Because no extrinsic evidence was presented to rebut the presumption, the court ordered that the purchase price be determined by appraising the property as encumbered by the remaining five-year renewal period. Thus the district court declared that the purchase option price was $2,200,000.
Discussion
When a trial court interprets a contract by looking solely to the written terms, this court may apply a plenary review of the contract. Great American Airways v. Airport Authority, 103 Nev. 427, 429, 743 P.2d 628, 629 (1987).
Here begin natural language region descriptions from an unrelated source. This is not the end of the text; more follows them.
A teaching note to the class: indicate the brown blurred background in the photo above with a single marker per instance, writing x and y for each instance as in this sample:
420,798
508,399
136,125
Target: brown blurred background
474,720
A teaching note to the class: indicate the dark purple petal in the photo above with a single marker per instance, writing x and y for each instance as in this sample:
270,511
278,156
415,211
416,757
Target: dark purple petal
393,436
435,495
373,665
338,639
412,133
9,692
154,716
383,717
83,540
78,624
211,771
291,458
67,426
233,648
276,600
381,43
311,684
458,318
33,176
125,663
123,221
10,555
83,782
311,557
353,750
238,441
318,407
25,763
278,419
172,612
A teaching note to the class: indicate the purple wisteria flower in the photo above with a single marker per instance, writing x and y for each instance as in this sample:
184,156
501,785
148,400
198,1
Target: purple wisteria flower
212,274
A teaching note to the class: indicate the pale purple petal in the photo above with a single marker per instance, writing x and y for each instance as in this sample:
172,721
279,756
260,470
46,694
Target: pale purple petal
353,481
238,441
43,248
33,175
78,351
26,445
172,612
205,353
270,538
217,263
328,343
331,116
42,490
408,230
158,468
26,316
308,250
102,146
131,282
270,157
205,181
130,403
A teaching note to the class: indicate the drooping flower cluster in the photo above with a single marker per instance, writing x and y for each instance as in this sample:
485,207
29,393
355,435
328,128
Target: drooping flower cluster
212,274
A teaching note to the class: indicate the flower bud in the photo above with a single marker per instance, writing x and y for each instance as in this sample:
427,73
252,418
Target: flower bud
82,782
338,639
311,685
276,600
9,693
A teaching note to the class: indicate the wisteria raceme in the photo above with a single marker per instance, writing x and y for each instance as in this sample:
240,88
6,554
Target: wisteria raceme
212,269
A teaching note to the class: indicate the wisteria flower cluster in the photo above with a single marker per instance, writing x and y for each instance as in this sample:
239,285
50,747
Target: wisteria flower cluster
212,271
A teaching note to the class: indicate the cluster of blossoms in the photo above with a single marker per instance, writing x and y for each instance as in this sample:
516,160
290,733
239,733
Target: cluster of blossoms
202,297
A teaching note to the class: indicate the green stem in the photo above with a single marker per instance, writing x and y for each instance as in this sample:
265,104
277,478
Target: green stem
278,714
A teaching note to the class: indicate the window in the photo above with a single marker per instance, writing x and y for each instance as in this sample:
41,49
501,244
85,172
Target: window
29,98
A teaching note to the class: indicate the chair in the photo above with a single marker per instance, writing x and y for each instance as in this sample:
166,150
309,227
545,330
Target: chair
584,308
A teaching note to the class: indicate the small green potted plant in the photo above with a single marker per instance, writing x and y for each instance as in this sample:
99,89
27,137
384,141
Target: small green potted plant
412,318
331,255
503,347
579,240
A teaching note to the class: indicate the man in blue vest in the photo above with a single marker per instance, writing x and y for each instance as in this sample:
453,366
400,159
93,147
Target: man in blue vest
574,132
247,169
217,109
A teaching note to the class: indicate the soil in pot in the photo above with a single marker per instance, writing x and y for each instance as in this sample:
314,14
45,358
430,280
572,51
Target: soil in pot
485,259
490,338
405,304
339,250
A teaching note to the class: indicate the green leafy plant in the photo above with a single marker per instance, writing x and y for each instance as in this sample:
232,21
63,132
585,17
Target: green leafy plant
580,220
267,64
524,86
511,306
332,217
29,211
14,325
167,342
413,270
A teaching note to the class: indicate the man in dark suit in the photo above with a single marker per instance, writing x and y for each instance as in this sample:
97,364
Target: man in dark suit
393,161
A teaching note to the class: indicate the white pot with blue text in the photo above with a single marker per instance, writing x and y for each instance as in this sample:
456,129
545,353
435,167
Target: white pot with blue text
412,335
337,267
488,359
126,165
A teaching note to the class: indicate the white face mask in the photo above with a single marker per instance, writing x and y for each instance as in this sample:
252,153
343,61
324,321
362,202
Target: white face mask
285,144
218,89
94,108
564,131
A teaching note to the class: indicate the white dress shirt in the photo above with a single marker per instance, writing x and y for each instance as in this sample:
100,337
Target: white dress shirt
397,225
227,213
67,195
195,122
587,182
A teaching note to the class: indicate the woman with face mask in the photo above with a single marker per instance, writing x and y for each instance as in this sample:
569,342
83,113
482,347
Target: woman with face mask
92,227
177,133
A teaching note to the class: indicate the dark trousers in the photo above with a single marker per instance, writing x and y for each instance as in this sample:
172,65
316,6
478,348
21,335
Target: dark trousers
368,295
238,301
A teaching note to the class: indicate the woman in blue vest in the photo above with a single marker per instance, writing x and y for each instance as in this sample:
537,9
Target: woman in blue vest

The district court found that the purchase option is ambiguous because the phrase "free and clear of all liens and encumbrances" is capable of two interpretations. It could mean that the purchase price is to be based on a fee simple estate, without considering the leasehold encumbrance. Alternatively, the phrase could mean that the lessor has an obligation to convey the property to the lessee free and clear of all encumbrances other than the leasehold. In other words, if the lessor had created any encumbrances other than the leasehold, such as mortgages, the lessor had to clear those encumbrances prior to conveying the property to the lessee.
Finding the purchase option ambiguous, the district court applied a presumption that the leasehold estate did not merge into the fee simple estate upon the exercise of the option to purchase and that, consequently, the property was to be valuated as encumbered.
We conclude that the district court erred in finding that the purchase option is ambiguous. In Lassiter v. Kaufman, 581 So.2d 147 (Fla. 1991), the lessee entered a fifty-year lease with the lessor, and the lessee was given the option to purchase the property at the end of the tenth year. Id. at 147. The Florida Supreme Court concluded that the option to purchase the "fee title" was unambiguous: the lessee had the right to purchase the property as unencumbered by the lease. Id. at 149. Accordingly, the property was valuated as unencumbered. Id.
Likewise, in Palm Pavilion of Clearwater, Inc. v. Thompson, 458 So.2d 893 (Fla.Dist.Ct.App. 1984), the lessee's option to purchase the "above-mentioned real property" if the lessor died prior to termination of the lease was unambiguous. Id. at 893. The court noted that the term "property" was not restricted by qualifying words, such as, "the landlord's interest in the property" or the "fee as burdened by the lease." Id. Hence, the property was valued at the fair market value as unencumbered. Id.
Here, the purchase option is clear and unambiguous. McCandless had the right to purchase the entire fee simple estate free and clear of encumbrances. During the first renewal period, McCandless had the right to either exercise the option to purchase the "within described premises free and clear and all encumbrances" or to renew the lease for another five years; McCandless could not do both. McCandless exercised its right to purchase the property. The property should therefore have been valuated as unencumbered.
Because the option is unambiguous, we conclude that it is unnecessary to address the applicability of the presumption against merger of estate.
Accordingly, we reverse the judgment and remand this matter with directions that the district court enter a judgment wherein the purchase price is valuated as unencumbered.